The Housing Call to Action group has done more than just wring their hands. The loose assemblage of some 175 social, local and central government organisations all work around clients with severe housing needs.
At their core is a belief that solving housing insecurity would cascade into solving any number of other expensive social problems - kids switching schools too frequently to achieve or be noticed or join in sporting or development activities, families moving too often to hook into social support or get to work on time, damp housing causing health issues, and on it goes.
Rather than producing statistics, reports or economic impact studies (though they can access those hard data) the HC2A have something more powerful in their housing-first approach - 10 years of grass roots action.
This week their focus is on Spotlight on Housing Week, culminating in a date not many of us would have in our diaries, World Homelessness Day, this Saturday.
"We have no shortage of stories, people can get quite fired up," says Ms Hickey. "We want to raise awareness because people don't see the hidden homeless.
Street homelessness is confronting, but people don't see the folks living in cars, getting ready for school and work before they drop the kids off.
In summer if you drive around, you can see garage doors open and families living in there. The caravan parks are always full."
The group works out of West, a busy community centre next to Henderson shopping centre that provides adult education, a remnant of the glorious Workers' Educational Association movement of the turn of last century.
Its funding from the Department of Internal Affairs' Enterprising Communities project is coming to an end.
The week's actions range from the optimistically titled "How New Zealand can end homelessness" workshops to Making Homes Happen, a guide for developing affordable housing that brings together the infrastructure development, Community Housing Aotearoa and Auckland Council people with case studies, step by step processes, regulation guides and more.

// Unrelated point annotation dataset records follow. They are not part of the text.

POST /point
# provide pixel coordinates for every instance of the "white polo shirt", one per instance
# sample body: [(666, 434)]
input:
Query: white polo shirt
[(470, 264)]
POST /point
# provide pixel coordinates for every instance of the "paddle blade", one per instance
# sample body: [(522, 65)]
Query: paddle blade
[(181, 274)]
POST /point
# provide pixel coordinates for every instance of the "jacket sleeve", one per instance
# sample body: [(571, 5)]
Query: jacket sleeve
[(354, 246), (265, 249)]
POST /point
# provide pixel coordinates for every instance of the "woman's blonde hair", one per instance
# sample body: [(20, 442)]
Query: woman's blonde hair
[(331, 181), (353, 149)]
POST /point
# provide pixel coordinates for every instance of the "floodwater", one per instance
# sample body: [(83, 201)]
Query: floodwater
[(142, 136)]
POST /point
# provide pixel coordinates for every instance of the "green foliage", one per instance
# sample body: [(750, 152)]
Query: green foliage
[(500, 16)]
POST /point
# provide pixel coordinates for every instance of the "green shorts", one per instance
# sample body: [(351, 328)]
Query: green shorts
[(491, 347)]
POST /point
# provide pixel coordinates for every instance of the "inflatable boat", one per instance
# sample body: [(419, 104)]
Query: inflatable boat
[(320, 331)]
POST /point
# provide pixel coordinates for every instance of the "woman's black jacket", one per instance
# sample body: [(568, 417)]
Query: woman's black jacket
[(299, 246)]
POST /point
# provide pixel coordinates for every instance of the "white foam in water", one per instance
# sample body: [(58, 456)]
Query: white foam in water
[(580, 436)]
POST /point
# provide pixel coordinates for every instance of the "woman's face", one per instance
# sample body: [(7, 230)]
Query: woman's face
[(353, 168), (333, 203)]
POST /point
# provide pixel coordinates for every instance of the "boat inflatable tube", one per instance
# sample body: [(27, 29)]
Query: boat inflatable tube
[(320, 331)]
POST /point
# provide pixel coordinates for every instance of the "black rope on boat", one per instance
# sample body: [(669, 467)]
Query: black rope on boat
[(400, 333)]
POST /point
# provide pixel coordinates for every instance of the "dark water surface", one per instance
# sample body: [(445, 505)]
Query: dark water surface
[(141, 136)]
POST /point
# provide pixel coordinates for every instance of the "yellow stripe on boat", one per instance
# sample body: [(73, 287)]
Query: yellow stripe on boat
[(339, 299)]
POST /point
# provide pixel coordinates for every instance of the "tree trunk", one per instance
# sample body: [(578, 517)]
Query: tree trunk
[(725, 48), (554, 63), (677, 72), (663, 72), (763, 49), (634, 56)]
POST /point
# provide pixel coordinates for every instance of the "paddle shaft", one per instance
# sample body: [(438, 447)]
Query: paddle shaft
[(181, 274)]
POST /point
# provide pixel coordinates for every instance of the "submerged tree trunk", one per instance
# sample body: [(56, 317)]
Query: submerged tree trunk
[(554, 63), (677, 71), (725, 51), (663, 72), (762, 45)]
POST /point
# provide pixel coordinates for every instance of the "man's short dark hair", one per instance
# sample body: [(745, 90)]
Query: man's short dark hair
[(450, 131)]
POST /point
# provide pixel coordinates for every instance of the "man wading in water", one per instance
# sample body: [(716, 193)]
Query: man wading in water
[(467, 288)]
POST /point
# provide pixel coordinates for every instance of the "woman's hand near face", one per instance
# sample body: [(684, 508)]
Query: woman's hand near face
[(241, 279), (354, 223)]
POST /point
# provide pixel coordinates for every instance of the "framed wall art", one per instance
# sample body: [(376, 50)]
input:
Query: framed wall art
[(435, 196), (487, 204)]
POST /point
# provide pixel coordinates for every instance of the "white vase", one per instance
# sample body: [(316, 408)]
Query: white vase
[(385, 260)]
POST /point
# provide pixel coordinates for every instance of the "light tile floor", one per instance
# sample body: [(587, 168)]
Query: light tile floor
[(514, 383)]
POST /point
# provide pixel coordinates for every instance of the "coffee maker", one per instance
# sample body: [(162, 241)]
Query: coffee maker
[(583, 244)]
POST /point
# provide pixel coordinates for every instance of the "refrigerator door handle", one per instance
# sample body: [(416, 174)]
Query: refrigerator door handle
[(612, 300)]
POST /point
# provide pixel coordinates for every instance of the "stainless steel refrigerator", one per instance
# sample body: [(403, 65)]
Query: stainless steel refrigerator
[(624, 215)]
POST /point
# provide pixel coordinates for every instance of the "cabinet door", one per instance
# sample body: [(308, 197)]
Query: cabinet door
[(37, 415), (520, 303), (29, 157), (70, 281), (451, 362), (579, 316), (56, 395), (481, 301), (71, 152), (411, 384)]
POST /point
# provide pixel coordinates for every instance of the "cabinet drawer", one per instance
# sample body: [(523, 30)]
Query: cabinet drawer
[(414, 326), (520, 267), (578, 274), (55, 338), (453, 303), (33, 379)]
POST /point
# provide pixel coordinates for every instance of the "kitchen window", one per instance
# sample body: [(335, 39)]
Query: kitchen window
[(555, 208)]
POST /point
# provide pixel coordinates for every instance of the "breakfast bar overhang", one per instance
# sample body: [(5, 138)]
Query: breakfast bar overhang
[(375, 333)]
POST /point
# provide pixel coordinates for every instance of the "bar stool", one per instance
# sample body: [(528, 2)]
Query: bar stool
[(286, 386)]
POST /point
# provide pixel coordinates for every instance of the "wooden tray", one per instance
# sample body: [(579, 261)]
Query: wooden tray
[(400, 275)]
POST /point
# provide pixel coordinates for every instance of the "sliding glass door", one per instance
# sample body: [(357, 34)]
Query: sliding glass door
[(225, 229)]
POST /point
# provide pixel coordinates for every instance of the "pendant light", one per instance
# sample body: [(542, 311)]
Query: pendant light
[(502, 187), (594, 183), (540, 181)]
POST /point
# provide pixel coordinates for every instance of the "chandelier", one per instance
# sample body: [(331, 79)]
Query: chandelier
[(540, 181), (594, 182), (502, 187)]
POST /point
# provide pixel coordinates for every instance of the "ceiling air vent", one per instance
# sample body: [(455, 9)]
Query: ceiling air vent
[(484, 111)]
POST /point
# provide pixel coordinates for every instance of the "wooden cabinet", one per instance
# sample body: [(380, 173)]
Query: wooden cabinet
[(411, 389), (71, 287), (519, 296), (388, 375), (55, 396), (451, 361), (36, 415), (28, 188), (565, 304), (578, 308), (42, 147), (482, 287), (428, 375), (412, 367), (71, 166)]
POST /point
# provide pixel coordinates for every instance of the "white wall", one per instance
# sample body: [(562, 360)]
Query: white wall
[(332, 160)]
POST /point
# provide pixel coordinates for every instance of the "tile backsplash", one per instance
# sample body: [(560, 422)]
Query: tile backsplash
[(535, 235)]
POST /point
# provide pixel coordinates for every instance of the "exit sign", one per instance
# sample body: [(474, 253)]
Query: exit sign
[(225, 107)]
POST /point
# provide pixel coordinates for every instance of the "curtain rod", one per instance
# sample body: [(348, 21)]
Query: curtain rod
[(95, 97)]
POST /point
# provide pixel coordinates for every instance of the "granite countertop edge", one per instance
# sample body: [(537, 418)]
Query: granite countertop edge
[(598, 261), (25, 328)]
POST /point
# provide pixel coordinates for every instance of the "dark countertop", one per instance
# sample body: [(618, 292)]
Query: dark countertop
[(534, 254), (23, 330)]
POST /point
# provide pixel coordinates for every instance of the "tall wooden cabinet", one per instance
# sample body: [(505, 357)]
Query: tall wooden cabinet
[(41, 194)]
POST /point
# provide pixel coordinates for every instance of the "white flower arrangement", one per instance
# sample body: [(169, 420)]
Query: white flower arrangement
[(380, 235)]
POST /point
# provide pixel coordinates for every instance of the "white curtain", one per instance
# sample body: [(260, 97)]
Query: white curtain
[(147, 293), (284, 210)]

There are real-time actions - Child Poverty Action Hikoi for Homelessness, a sausage sizzle, the Salvation Army selling ribbons and gingerbread men, alongside social media (Facebook, Twitter, Givealittle donations for lockers and sleeping bags for rough sleepers).
But the actions that Ms Hickey and Ms Barton know will really hammer home the message of hidden homelessness are low tech and real.
People can go to libraries in West Auckland to write out how housing shortages, or being homeless, has affected them. Cut-out paper dolls, one for every family on a housing waiting list, will adorn public offices and spaces, street theatre will deck out cars with beds on roundabouts.
Children have already been sending in drawings and haiku about their homelessness, or reaction to other people's.
"The children have empathy," says Ms Hickey. "One child wrote 'I am broke to bits I no longer have a place. How can I feel safe?' another: 'I am very cold, I don't feel right in the car, when will I be safe?' It's not about economists and policies, it's about people on the ground. Our work is to raise awareness in a community of what's happening in that community."
Ms Hickey points to tenancy laws that need to support long-term security - the HC2A has made a difference in their local territory.
They set up a social enterprise to help manage properties themselves, created the Ranui caravan park hub with health, social and employment services around a "community broker", and drew up the housing warrant of fitness guidelines which might even gain traction through the legislative minefield.